Consider getting on to an airplane with nuclear-powered engines.
Consider the consequences if an atomic airplane crashes.
The Boeing Company last week received approval from the U.S. Patent and Trademark Office for an airplane engine that combines the use of lasers and nuclear power.
“Boeing’s newly-patented engine provides thrust in a very different and rather novel manner,” heralded Business Insider.
It’s a leap into mad science—and backwards to a 1950s notion of nuclear-powered aircraft.
The patent approval to America’s biggest airplane manufacturer comes as solar power and green fuels are being shown to be feasible energy sources for flight—as they are for uses on earth.

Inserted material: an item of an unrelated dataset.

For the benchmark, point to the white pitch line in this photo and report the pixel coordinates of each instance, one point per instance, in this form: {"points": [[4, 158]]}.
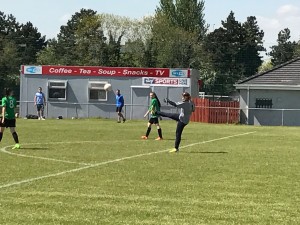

Last week an airplane using only solar power, Solar Impulse 2, landed in Hawaii after flying across the Pacific. It’s to go on flying around the world. Also last week, in an expansion of the use of biofuels for aviation, United Airlines announced the start of flights between Los Angeles and San Francisco of jets using fuel derived from farm waste. United further said it will invest $30 million in one of the major producers of jet bio-fuels, Fulcrum BioEnergy.
The Boeing scheme would have lasers in an airplane engine bombard deuterium or tritium causing a nuclear explosion with its force providing thrust.
Business Insider features a video on its website page with its article on the Boeing patent that features, Deepak Gupta, founder of PatentYogi, a YouTube channel. Gupta declares: “This is another cool invention from Boeing. Boeing has patented nuclear power aircrafts. The engines of these aircrafts include a unique propulsion system.”